Tras un rápido y frío desayuno, el teniente Herrero
mandó a uno de los tres pelotones de la sección, al mando del brigada Ramírez,
en busca de los desaparecidos alrededor de la zona del campamento, mientras el
resto se quedaba aguardando junto a los vehículos blindados.
No encontraron a nadie, ni amigo ni enemigo.
Los hombres andaban en silencio por entre las dunas,
con los CETME, los fusiles de asalto oficial del ejército, prestos a disparar
en cualquier momento, los ojos entrecerrados tras las gafas protectoras trataban
de escudriñar el denso aire en busca de una invisible amenaza, con la tensión y
el cansancio reflejados en sus rostros.
Tras varias horas de infructuosa búsqueda, volvían al
campamento cuando una voz se alzó sobre la cresta de una duna.
—¡Aquí! ¡Aquí!
El brigada Ramírez y el resto del pelotón se acercaron
a la carrera.
—¿Qué pasa, Cardoza? ¿Has visto algo? —preguntó el suboficial.

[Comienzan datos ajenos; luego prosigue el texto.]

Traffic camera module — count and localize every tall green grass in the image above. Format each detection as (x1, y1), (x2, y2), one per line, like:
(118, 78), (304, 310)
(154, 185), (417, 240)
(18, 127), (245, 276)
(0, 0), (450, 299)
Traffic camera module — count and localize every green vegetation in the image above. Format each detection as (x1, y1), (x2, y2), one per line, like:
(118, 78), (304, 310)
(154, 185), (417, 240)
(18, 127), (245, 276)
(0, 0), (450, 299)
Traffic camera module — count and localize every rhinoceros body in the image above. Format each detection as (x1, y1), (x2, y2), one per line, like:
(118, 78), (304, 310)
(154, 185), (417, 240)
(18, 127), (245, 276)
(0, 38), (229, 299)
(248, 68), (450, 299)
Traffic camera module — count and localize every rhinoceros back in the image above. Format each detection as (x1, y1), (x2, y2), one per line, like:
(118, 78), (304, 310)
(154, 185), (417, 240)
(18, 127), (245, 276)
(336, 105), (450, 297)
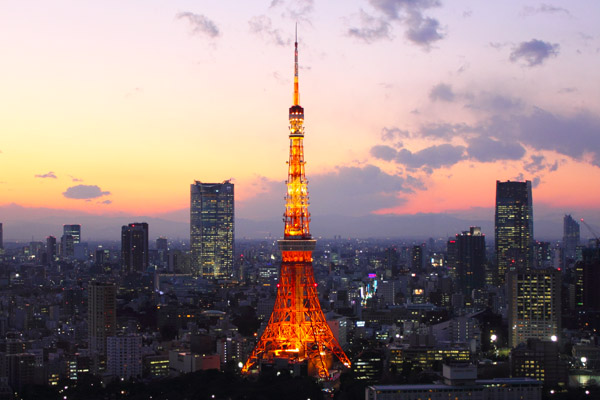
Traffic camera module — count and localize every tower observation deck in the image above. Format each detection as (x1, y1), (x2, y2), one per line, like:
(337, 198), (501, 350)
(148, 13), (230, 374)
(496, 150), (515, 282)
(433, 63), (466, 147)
(242, 31), (350, 379)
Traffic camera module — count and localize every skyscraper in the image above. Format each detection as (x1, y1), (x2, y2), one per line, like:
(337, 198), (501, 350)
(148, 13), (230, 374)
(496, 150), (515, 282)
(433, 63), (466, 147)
(506, 268), (561, 347)
(60, 225), (81, 258)
(495, 181), (533, 283)
(242, 35), (350, 379)
(410, 245), (423, 271)
(121, 222), (149, 272)
(88, 282), (117, 356)
(563, 215), (579, 262)
(190, 181), (234, 279)
(456, 226), (486, 296)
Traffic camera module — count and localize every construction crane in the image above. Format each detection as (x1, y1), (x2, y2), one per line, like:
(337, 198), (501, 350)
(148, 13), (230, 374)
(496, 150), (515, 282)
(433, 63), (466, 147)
(580, 218), (600, 248)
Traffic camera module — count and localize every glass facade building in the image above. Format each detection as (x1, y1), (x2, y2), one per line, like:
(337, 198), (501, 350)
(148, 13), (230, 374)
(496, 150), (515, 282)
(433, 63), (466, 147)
(495, 181), (533, 284)
(190, 181), (234, 279)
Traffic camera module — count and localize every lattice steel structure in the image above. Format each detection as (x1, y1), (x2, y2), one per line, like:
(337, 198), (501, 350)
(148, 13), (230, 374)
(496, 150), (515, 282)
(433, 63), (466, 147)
(242, 34), (350, 379)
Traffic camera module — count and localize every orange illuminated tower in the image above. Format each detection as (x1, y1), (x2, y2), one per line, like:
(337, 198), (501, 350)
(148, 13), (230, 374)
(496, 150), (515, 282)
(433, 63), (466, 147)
(242, 32), (350, 379)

—¡He encontrado algo, mi brigada! ¡Mire! —respondió el
soldado y señaló al suelo.
Ramírez se agachó y extrajo algo semienterrado en la
arena. Era la chaqueta del uniforme de un soldado de la infantería española.
Una de las mangas estaba casi del todo desgarrada, hecha jirones. El cuello y
la pechera estaban manchados de oscuras manchas rojizas, del color de los
antiguos ladrillos de adobe. Sobre el bolsillo frontal izquierdo aparecía cosida
la etiqueta con el nombre de su dueño.
—Esa es la chaqueta de Ortega, mi brigada —dijo uno de
los soldados con la voz preñada de espanto.
—Ya me he dado cuenta —replicó Ramírez con hosquedad.
En ese momento, algo cayó a la arena de entre los
pliegues de la prenda.
Ramírez se agachó, lo recogió y se incorporó
sosteniéndolo entre el índice y el pulgar.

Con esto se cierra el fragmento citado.